By Almeera Anwar
Ever wonder where your tap water originates? All summer long, the Cedar River Watershed has been offering tours for people to learn more about just that.
The tours are built for around 20 people and are two and a half hours long, much of which is spent on a small, comfortable tour bus. It starts at the Education Center which is an award-winning facility that serves as a model for green design in the Pacific Northwest. It also has a world-renowned rain drum installation that allows people to celebrate water the moment they arrive.
The tour itself weaves through Cedar River Watershed and is designed to be a “behind the scenes tour,” which allows people to see key features that are otherwise closed off to the general public. Stories about natural and cultural history are read along the way as well acs education about the process that the water goes through.
“The watershed is a hidden gem, most people have no idea it’s here and yet they are connected to it every day simply by using water,” said Julie Stonefelt, Senior Public Education Specialist for Seattle Public Utilities, “Tours offer a chance to experience it and understand how it gets from the forest to their faucet.”
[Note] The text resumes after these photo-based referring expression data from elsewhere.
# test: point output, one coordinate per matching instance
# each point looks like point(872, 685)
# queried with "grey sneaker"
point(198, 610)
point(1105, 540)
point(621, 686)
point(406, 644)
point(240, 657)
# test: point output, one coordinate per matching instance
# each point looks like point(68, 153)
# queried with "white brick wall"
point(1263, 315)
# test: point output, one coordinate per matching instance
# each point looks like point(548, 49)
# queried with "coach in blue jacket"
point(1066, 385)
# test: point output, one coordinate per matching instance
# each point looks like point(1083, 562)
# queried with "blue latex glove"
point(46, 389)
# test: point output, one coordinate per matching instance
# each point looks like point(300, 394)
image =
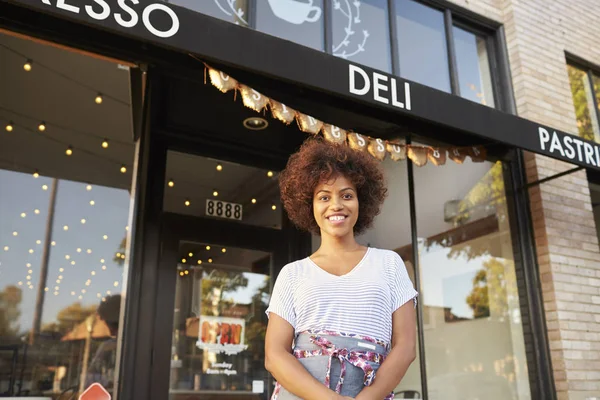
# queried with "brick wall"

They want as many people as possible to come through their tours so they intentionally leave the rates affordable at $10 for adults and $5 for students and seniors for their Tap Water Tour.
There is also a family friendly tour that runs for a shorter period of time, about one hour, and is aimed to be more engaging for shorter attention spans. Tickets for that tour are $5 per person and children who can sit on their parents lap ride for free. All tours must be reserved in advance and can be booked through either phone or email. More information about the Cedar Watershed and the tours can be found in their 2012 Catalog.